Cette économie sera, à n’en point douter, plus industrielle encore que celle d’aujourd’hui : en réalité, elle sera « hyperindustrielle », et son empreinte écologique devra être sensiblement moins importante.
Il s’agira d’une économie qui donne toute sa place aux territoires français, dans la diversité de leurs potentiels et de leurs initiatives, parce que les territoires seront déterminants dans la réussite nationale.
Ce changement, qui relève plus d’une bifurcation que d’une transition, ne pourra pas advenir s’il procède uniquement de la dynamique des green tech. Des politiques de grande ampleur, des investissements massifs et une planification seront nécessaires. Il faudra aussi mettre en place certains dispositifs financiers, comme le suggère Jean Pisani-Ferry, et instaurer une fiscalité climatique spécifique.
Dans ce contexte, je reprends à mon compte les propos du professeur Pierre Veltz, qui appelle, « dans une perspective positive, à construire le récit d’une économie désirable ».
Ce grand récit positif, nécessaire pour entraîner la Nation, c’est au Gouvernement qu’il appartient de commencer à l’écrire, avec le Parlement, le peuple français et les territoires. Il revient au Président de la République de le porter.
Or ce dernier semble distiller par bribes, au cours de ses déplacements et de ses rencontres, une vision : la sienne ! Pis encore, on a même l’impression que, en fait, il n’en a pas vraiment et qu’il compte sur le marché pour surmonter les contraintes et cheminer sans boussole.
Que devons-nous produire ? Quels secteurs, quelles activités et quels types d’emplois doit-on développer ? Telles sont les questions que nous devrions nous poser pour faire les bons choix de politiques publiques.
J’espère, messieurs les ministres, que vous nous préciserez le contenu de l’action publique que vous entendez mener. Peut-être cela constituera-t-il l’esquisse du grand récit mobilisateur dont notre nation a besoin !
La réindustrialisation verte consiste avant tout à faire face aux contraintes écologiques et sociales. Il est nécessaire d’investir massivement dans l’éducation, la formation et l’enseignement supérieur, de même que dans la recherche et l’innovation, en procédant notamment à une réforme radicale du crédit d’impôt recherche. Il convient de faire de la protection de l’environnement un vecteur de la transition de notre industrie et de l’amélioration du bien-être de nos concitoyens.

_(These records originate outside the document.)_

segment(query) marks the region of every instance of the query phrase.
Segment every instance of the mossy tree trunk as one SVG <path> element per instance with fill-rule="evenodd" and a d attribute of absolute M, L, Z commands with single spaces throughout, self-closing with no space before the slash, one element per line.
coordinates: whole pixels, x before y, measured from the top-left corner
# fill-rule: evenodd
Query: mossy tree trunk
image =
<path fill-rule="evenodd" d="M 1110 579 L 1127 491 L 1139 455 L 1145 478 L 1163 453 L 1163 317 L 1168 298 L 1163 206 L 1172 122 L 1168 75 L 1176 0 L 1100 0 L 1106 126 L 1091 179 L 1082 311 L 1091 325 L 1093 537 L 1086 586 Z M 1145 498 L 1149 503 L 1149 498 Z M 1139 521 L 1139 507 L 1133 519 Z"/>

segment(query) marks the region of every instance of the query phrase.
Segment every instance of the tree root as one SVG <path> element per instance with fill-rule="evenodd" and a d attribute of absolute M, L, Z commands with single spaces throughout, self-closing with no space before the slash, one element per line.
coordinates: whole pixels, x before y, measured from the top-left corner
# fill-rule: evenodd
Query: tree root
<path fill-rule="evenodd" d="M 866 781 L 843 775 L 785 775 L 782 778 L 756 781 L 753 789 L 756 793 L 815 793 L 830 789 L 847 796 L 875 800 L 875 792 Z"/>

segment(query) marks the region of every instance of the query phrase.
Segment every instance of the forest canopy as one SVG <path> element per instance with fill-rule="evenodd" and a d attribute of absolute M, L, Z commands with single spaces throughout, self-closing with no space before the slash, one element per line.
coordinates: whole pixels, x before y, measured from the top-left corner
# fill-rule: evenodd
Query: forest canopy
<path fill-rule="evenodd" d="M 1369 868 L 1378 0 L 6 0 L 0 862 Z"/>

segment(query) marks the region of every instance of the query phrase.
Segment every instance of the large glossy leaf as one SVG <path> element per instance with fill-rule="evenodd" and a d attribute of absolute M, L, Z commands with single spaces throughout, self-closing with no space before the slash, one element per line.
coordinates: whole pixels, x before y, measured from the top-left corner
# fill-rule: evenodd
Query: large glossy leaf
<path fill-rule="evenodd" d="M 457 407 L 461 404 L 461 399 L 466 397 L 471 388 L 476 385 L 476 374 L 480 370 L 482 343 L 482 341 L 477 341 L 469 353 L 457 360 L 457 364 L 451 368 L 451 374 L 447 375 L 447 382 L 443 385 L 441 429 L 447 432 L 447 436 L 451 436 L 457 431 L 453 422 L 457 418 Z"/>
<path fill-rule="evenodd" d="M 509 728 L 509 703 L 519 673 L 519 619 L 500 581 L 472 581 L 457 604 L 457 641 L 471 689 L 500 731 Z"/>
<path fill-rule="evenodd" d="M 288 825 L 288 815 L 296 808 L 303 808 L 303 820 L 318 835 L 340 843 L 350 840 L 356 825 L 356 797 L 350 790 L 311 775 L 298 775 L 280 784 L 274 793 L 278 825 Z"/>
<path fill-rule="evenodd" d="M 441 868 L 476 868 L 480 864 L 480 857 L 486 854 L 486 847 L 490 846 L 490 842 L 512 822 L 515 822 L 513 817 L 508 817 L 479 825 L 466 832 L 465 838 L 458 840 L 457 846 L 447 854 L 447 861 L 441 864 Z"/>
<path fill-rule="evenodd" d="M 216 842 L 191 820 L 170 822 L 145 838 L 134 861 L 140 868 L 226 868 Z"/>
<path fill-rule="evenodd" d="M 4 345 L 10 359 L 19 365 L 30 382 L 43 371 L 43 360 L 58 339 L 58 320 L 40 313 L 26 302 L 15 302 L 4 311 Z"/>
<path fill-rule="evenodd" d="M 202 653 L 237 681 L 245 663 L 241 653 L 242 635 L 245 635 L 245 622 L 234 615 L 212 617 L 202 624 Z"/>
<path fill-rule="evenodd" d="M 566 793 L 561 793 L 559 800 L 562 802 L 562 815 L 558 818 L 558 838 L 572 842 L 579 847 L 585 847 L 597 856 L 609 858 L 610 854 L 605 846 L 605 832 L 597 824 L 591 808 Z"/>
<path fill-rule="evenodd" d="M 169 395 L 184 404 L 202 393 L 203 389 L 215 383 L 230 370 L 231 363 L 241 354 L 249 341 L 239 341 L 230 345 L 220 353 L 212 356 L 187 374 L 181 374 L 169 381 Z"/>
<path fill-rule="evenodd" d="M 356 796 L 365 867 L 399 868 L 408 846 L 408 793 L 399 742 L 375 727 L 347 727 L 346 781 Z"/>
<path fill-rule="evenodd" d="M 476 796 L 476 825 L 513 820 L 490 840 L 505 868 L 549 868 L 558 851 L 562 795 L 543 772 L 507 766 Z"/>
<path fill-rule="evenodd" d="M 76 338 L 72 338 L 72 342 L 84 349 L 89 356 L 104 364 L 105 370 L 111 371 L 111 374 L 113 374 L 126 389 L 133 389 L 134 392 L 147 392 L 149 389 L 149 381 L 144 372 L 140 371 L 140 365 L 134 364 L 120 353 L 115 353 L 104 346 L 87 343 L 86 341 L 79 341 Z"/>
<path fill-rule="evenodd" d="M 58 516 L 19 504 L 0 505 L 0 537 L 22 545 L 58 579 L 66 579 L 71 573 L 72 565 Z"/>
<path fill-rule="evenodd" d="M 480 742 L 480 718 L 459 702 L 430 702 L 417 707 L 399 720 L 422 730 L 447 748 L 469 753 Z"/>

Or nous ne voyons rien de tel dans ce projet de loi.
Mon groupe fera des propositions pour définir ce que devrait être le périmètre de ce projet de loi au regard des enjeux de transformation de l’économie que je viens d’évoquer. Commençons par définir exactement ce qu’est l’industrie verte !
Nous chercherons ensuite à donner à ce texte la dimension territoriale qui doit être la sienne : je pense notamment à l’articulation avec le programme Territoires d’industrie ou à la prise en compte des activités de sous-traitance dans les « grands sites industriels ».
Nous proposerons de préserver les prérogatives des présidents de conseil régional, des maires et des présidents d’EPCI en matière de planification stratégique et d’évolution des documents d’urbanisme.
Enfin, nous demanderons au Gouvernement de clarifier sa position sur la prise en compte du ZAN dans le cadre de la loi Climat et résilience et des schémas régionaux d’aménagement, de développement durable et d’égalité des territoires (Sraddet).
Mes chers collègues, vous l’aurez compris, nous estimons que la pertinence et la réussite des politiques publiques nécessaires à la réorientation de notre modèle de développement sont conditionnées à plusieurs points fondamentaux.
La question majeure est de savoir de quelle économie nous avons besoin pour demain et de quelles politiques publiques nous devons nous doter pour l’établir. Il convient de veiller à ce que le plus grand nombre possible de nos concitoyens participent à cette réflexion.
La position finale de mon groupe dépendra de la réponse à ces questions. Pour l’heure, nous considérons que ce texte, utile à certains égards, est avant tout technique – ce n’est pas la première fois ! C’est dommage, voilà encore une occasion manquée – mais il n’est jamais trop tard.